Technical Abstract: Genomic prediction has emerged as an effective approach in plant and animal breeding and in precision medicine. Much research has been devoted to an improved accuracy in genomic prediction, and one of the potential ways is to incorporate biological information. Due to the statistical and computational challenges in large genomics studies, however, a fast and flexible method to incorporate such external information is still lacking. Here, we proposed a linear mixed model that can incorporate biological information in a flexible way and developed a fast variational Bayes-based software package named SSGP. In our model, whole genome markers can be split into groups in a user-defined manner, and each group of markers is given a common effect variance.
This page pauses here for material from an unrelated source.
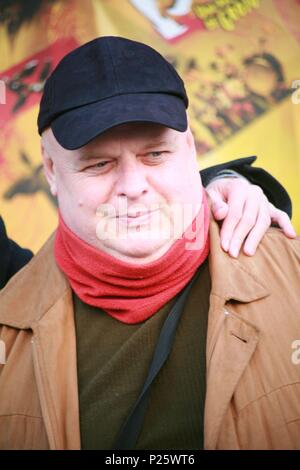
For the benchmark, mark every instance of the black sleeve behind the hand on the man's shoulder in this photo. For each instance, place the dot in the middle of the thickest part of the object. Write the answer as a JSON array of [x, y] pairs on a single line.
[[274, 191]]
Since previous functional genomics studies have accumulated much evidence on which genes, genomic regions or pathways are more/less important for a trait of interest, we can divide genome-wide SNPs into a number of groups based on their levels of importance and then use the predefined SNP sets in SSGP. Additionally, each marker has a pre-specified weight for which the rule can be flexibly assigned, e.g. based on minor allele frequency or linkage disequilibrium pattern. Our proposed model was implemented with the parameter expanded variational Bayesian method, making it fast and feasible to analyze very large datasets. SSGP was written in C++ with the Intel MKL library. For testing purpose, we analyzed a large cattle dataset consisting of ~20k bulls and ~760k whole-genome SNP markers. By simply grouping markers based on proximity, SSGP already performed better than Bayes A in all five milk traits analyzed, with an increase of up to 10% in prediction accuracy. Meantime, it took only ~5h for each trait with 20 threads. We also analyzed many simulation datasets and the WTCCC heterogeneous stock mice dataset for which the results of many existing methods had been reported. Generally, SSGP could achieve similar prediction performance compared to the best approaches reported, though only proximity was used for grouping SNPs. Collectively, the method and software show great potential to increase accuracy in genomic prediction, particularly in the future when more useful biological information is becoming available.